The project consists of two parts:
- A simulation exercise.
- Basic inferential data analysis.
In this project you will investigate the exponential distribution in R and compare it with the Central Limit Theorem. The exponential distribution can be simulated in R with rexp(n, lambda) where lambda is the rate parameter. The mean of exponential distribution is 1/lambda and the standard deviation is also 1/lambda. Set lambda = 0.2 for all of the simulations. You will investigate the distribution of averages of 40 exponentials. Note that you will need to do a thousand simulations.
Illustrate via simulation and associated explanatory text the properties of the distribution of the mean of 40 exponentials.
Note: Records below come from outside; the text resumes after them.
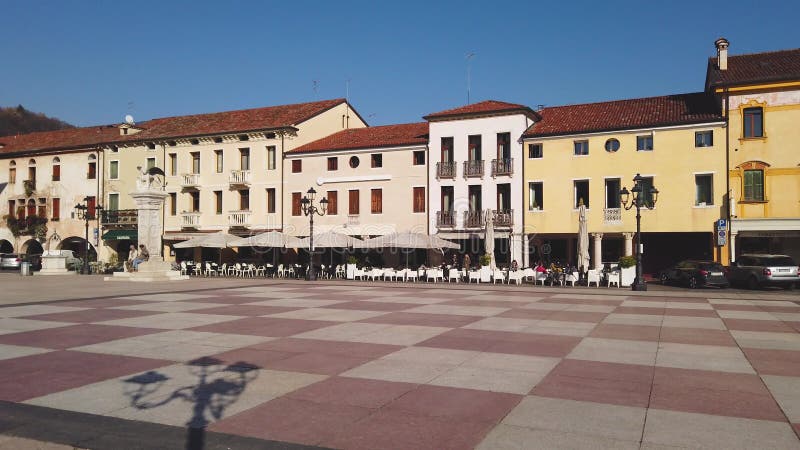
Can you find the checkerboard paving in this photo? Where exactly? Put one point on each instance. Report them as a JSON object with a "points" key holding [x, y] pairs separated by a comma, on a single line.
{"points": [[370, 365]]}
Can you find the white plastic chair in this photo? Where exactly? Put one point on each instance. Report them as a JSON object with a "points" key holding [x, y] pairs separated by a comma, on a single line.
{"points": [[592, 276]]}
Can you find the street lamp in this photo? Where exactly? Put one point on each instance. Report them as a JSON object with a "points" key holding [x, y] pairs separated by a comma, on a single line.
{"points": [[642, 196], [82, 212], [310, 210]]}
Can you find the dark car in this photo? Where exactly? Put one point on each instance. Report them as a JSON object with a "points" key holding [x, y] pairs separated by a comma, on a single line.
{"points": [[756, 271], [696, 274]]}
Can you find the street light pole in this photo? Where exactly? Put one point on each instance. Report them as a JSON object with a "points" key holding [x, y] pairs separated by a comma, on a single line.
{"points": [[310, 210], [640, 199]]}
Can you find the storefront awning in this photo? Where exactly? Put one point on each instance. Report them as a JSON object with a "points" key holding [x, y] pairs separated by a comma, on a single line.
{"points": [[120, 235]]}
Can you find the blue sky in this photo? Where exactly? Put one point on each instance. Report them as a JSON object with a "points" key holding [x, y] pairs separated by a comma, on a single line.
{"points": [[93, 62]]}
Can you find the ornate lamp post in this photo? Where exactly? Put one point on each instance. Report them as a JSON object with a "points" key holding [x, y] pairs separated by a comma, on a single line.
{"points": [[641, 199], [310, 210], [82, 212]]}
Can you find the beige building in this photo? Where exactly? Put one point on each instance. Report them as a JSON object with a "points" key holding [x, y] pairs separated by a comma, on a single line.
{"points": [[375, 180]]}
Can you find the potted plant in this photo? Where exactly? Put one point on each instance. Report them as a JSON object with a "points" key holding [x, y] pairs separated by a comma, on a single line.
{"points": [[350, 267], [627, 267]]}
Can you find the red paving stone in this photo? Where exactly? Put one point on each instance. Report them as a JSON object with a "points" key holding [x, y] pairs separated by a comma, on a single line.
{"points": [[398, 430], [364, 393], [697, 336], [265, 326], [33, 376], [428, 320], [292, 420], [629, 332], [774, 362], [73, 335]]}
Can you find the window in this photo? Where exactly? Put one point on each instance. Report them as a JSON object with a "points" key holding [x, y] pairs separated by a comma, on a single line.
{"points": [[704, 185], [581, 188], [270, 200], [218, 202], [56, 208], [534, 151], [195, 196], [333, 203], [91, 174], [271, 157], [581, 148], [113, 170], [704, 139], [244, 158], [353, 202], [173, 203], [219, 161], [333, 163], [644, 143], [376, 196], [753, 122], [113, 202], [56, 169], [754, 185], [244, 200], [296, 208], [195, 162], [418, 196], [535, 196]]}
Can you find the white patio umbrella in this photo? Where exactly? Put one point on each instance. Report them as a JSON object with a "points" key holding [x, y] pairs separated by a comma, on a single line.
{"points": [[583, 239], [490, 237]]}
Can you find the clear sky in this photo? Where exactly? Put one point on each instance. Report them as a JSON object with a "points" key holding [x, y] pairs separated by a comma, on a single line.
{"points": [[93, 62]]}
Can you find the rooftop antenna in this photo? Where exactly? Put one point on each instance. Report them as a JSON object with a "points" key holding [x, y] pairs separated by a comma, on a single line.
{"points": [[470, 55]]}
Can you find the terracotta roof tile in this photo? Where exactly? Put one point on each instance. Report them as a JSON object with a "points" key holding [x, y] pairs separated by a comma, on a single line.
{"points": [[488, 107], [626, 114], [370, 137], [755, 68]]}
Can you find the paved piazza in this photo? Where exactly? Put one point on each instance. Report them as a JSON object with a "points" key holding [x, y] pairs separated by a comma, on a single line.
{"points": [[391, 366]]}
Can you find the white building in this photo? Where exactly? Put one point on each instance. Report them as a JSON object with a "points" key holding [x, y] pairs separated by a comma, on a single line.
{"points": [[475, 173]]}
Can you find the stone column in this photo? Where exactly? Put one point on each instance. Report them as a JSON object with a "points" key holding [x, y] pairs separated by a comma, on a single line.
{"points": [[628, 243], [598, 250]]}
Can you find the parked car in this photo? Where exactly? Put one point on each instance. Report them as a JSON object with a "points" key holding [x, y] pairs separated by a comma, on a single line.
{"points": [[10, 261], [696, 274], [757, 271]]}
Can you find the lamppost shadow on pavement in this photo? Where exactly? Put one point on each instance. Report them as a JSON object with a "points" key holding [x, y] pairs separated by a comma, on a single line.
{"points": [[218, 386]]}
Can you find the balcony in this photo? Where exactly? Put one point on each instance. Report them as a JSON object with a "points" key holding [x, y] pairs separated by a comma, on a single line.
{"points": [[239, 219], [446, 169], [190, 219], [473, 219], [119, 218], [445, 219], [473, 168], [502, 167], [190, 180], [612, 216], [503, 218], [239, 178]]}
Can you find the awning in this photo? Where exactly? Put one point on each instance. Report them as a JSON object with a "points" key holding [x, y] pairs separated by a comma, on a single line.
{"points": [[121, 235]]}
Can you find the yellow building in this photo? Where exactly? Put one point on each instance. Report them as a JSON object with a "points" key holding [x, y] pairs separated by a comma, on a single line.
{"points": [[587, 153], [760, 95]]}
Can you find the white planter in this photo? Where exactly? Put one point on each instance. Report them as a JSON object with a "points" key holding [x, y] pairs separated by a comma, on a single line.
{"points": [[627, 275]]}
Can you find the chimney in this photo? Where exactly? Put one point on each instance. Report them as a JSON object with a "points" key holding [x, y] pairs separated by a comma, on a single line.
{"points": [[722, 53]]}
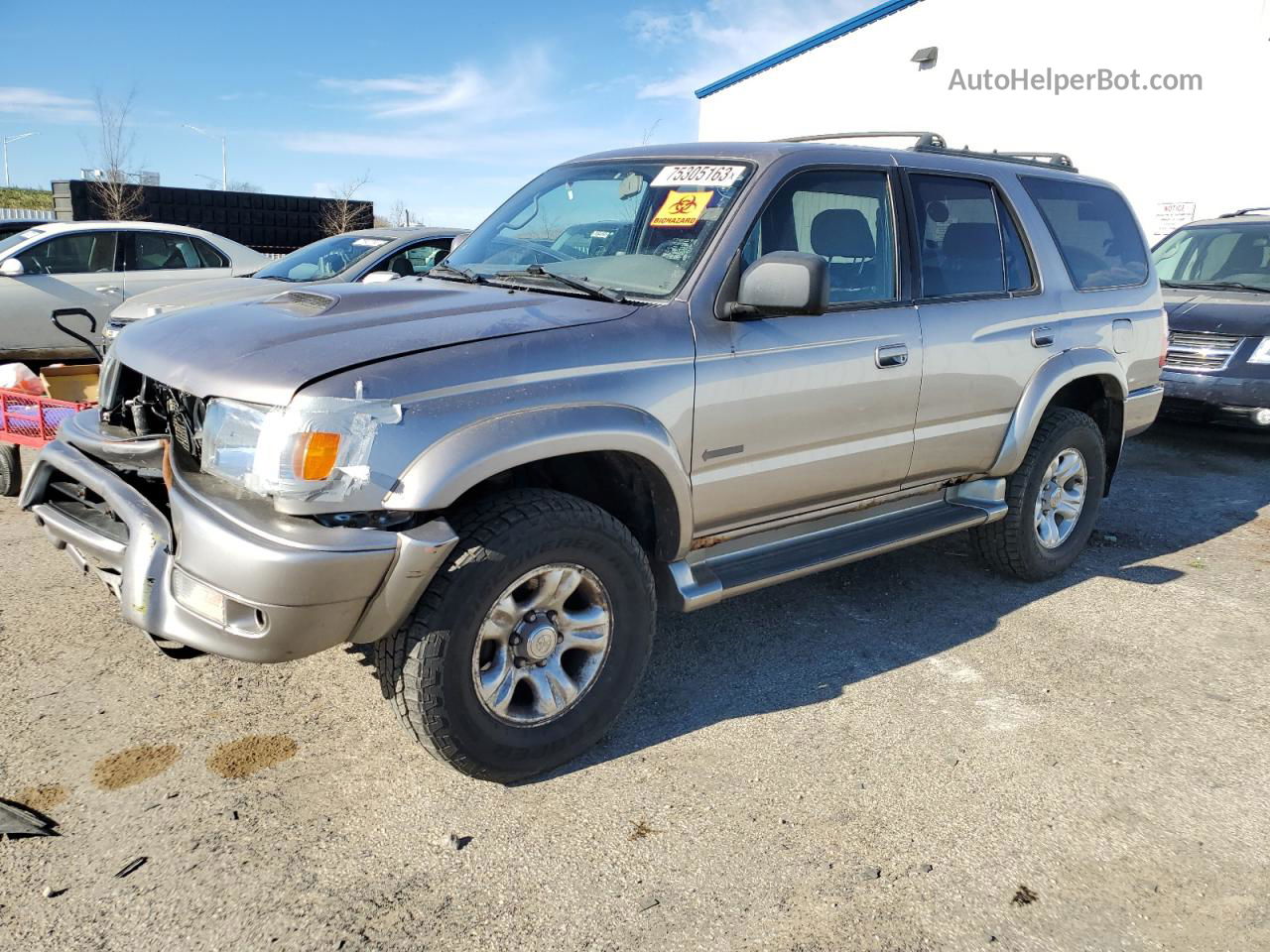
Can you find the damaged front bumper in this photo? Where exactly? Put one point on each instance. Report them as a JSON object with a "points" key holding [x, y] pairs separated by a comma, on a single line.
{"points": [[222, 572]]}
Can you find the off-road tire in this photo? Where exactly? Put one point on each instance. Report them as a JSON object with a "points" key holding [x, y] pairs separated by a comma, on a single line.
{"points": [[1011, 546], [425, 666], [10, 470]]}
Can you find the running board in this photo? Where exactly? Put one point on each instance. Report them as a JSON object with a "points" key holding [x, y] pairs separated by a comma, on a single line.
{"points": [[734, 567]]}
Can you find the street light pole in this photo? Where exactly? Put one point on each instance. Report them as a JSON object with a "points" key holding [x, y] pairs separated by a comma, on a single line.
{"points": [[7, 141], [225, 173]]}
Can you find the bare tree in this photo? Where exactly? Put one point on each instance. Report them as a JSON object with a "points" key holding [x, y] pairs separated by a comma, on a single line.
{"points": [[116, 198], [343, 213]]}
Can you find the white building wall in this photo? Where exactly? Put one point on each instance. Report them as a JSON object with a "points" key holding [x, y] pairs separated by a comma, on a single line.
{"points": [[1206, 148]]}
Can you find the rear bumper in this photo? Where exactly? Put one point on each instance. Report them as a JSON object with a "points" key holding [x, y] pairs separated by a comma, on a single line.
{"points": [[289, 588], [1141, 409]]}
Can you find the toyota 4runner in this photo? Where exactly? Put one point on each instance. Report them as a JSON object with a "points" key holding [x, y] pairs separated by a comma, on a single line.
{"points": [[662, 375]]}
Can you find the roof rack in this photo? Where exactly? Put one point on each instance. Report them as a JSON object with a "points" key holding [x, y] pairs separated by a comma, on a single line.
{"points": [[1242, 211], [935, 143], [930, 140]]}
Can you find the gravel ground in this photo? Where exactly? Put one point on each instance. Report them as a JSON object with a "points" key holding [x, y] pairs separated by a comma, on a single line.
{"points": [[905, 754]]}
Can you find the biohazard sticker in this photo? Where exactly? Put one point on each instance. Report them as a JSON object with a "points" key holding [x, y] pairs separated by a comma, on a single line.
{"points": [[683, 209]]}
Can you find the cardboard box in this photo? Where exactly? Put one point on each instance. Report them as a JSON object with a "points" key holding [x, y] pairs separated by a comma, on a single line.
{"points": [[72, 382]]}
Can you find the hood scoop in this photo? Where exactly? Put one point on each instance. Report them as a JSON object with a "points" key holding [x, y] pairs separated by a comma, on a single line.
{"points": [[303, 303]]}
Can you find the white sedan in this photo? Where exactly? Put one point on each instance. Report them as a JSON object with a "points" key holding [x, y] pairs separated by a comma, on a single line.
{"points": [[96, 266]]}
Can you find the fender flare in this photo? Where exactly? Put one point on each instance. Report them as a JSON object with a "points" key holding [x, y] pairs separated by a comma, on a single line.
{"points": [[471, 454], [1043, 388]]}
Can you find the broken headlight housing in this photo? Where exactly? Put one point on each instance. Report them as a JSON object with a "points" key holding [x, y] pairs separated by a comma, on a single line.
{"points": [[316, 448]]}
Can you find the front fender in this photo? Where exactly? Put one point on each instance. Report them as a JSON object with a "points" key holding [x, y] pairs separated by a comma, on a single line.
{"points": [[466, 457], [1040, 391]]}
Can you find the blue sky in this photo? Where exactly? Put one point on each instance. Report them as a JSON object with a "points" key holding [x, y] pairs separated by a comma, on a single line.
{"points": [[445, 107]]}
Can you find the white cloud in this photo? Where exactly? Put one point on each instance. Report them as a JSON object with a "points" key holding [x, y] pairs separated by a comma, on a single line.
{"points": [[42, 104], [722, 36], [512, 87]]}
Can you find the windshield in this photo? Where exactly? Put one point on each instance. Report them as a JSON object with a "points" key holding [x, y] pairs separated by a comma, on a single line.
{"points": [[14, 240], [629, 227], [1216, 254], [321, 259]]}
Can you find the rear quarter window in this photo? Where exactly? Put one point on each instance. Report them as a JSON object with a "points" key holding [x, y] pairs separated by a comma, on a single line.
{"points": [[1095, 232]]}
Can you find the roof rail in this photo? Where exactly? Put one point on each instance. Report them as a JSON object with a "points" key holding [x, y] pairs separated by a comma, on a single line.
{"points": [[935, 143], [930, 140], [1242, 211], [1057, 160]]}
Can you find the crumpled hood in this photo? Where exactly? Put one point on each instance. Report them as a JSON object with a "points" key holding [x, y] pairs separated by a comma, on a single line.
{"points": [[1245, 313], [266, 350], [195, 294]]}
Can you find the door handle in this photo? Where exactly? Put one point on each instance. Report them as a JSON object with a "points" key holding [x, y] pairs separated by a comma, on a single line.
{"points": [[892, 356], [1043, 336]]}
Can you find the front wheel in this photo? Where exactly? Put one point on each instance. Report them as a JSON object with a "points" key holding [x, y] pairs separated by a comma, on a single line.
{"points": [[529, 642], [1053, 498]]}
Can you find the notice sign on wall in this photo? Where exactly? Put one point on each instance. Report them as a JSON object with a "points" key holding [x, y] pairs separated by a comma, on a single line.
{"points": [[1171, 216]]}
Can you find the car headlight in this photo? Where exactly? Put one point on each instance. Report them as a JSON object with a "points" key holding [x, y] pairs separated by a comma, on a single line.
{"points": [[317, 448]]}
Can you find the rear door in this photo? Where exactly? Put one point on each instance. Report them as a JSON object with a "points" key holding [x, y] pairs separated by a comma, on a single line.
{"points": [[155, 259], [72, 270], [985, 326]]}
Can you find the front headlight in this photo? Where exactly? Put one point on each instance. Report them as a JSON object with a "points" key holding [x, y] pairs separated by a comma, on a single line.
{"points": [[312, 449]]}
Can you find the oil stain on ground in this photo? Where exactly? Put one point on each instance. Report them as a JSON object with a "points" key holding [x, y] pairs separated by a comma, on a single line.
{"points": [[44, 797], [132, 766], [241, 758]]}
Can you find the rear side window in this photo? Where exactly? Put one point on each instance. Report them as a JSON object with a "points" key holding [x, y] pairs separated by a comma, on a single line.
{"points": [[208, 255], [968, 238], [1095, 231]]}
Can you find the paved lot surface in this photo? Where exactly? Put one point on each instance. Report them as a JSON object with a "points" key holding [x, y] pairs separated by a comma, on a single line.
{"points": [[906, 754]]}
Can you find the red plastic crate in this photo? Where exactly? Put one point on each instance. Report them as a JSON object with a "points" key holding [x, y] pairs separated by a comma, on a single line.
{"points": [[33, 420]]}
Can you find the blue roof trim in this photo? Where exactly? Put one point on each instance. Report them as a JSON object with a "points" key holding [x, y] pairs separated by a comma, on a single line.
{"points": [[855, 23]]}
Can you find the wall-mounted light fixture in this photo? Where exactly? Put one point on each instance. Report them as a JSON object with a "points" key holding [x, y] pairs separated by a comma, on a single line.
{"points": [[926, 58]]}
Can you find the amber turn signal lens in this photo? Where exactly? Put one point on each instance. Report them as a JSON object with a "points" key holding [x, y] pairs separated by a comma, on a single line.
{"points": [[314, 456]]}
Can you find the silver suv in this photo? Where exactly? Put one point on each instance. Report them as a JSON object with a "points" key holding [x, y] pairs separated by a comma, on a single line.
{"points": [[662, 375]]}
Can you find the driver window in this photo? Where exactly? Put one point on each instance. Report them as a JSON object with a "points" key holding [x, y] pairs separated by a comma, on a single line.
{"points": [[80, 253], [841, 216]]}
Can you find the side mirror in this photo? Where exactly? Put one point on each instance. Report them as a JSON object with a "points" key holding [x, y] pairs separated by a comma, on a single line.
{"points": [[783, 284]]}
You should
- Show the sample mean and compare it to the theoretical mean of the distribution.
- Show how variable the sample is (via variance) and compare it to the theoretical variance of the distribution.
- Show that the distribution is approximately normal.
In point 3, focus on the difference between the distribution of a large collection of random exponentials and the distribution of a large collection of averages of 40 exponentials.
Now in the second portion of the project, we're going to analyze the ToothGrowth data in the R datasets package.
- Load the ToothGrowth data and perform some basic exploratory data analyses
- Provide a basic summary of the data.
- Use confidence intervals and/or hypothesis tests to compare tooth growth by supp and dose. (Only use the techniques from class, even if there's other approaches worth considering)
- State your conclusions and the assumptions needed for your conclusions.